Friday: My furnace passed peacefully away in its sleep last night; I could have prolonged its life with a transfusion of coke, but I thought it better not to do so; its temperature had risen to 82°, and I was sweltering, so I let nature take its course. The obsequies will be celebrated very quietly by the ash-man. . . Thus ends another winter’s epic struggle, and as I watched my old enemy grow colder and colder this morning, I was able to think of him with the magnanimity of a victor. He did all he could to outwit me, but science, skill, experience, and superior brainpower were on my side. When I hung up my long poker and my clinkerhook, my scraper and my shaker, and put the shovel in the corner, there was triumph in my heart, but a little sadness too. . . My furnace now being extinct, and invalid as a source of grief and irritation to me, I masochistically turn my attention to my garden. I am learning about gardening in the only practical way — by experience. Last year I planted $3.45 worth of flower seeds, all in 5 cent packages, and not one single bloom rewarded my efforts. Maybe my method was wrong. My desire was to have a garden which might be described as “a riot of bloom,” and so I mixed all my 69 packets of seeds in a big bowl and sowed them broadcast through the flower beds; all I got was the usual riot of weeds. But once again I am filled with hope for my garden. Upon the pleasures of the past the sun never sets, and over its horrors the iniquity of oblivion blindly scattereth her poppy.

Saturday: The coming of spring may mean blossoms and picnics for some people, but I am faced with enough repairs and painting to keep me busy till the dogdays.
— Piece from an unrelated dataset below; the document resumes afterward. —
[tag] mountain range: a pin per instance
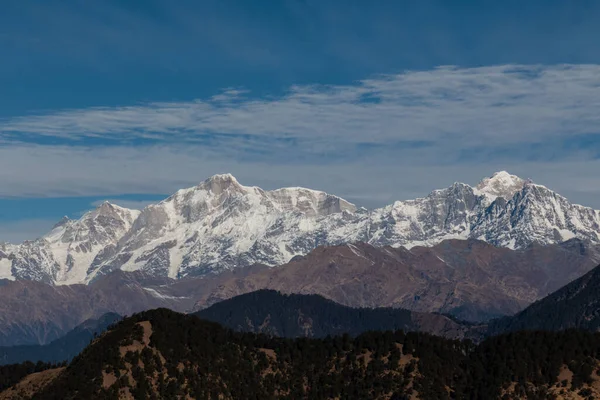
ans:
(467, 279)
(220, 225)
Did some staining today, with a particularly volatile stain, most of which I absorbed into my system through my nose; probably my breathing apparatus is a rich mahogany colour in consequence. . . . The fumes of the stain, combined with some chocolates which I unwisely ate, produced a mystical lethargy, in which I saw strange visions; the lethargy was succeeded by a headache, which I cured with tablets. . . Was trying to explain about Hitler to some children today; he was, I said, a very bad man. “Was he the kind that wanted his custard before he’d eaten up all his meat and vegetables?” one of them asked. I said that his sins had been even more scarlet than that, but was unable to abridge the iniquities of the Third Reich to nursery terms, for fear of putting ideas into their heads. . . It turned cold tonight, and as my fireplace was inadequate for my wants, I had to relight my furnace. I make no bones about it; this was an humiliation which I found hard to swallow. The furnace giggled and sniggered and made thumping noises all evening, just to let me know that it was there, and had not finished with me yet.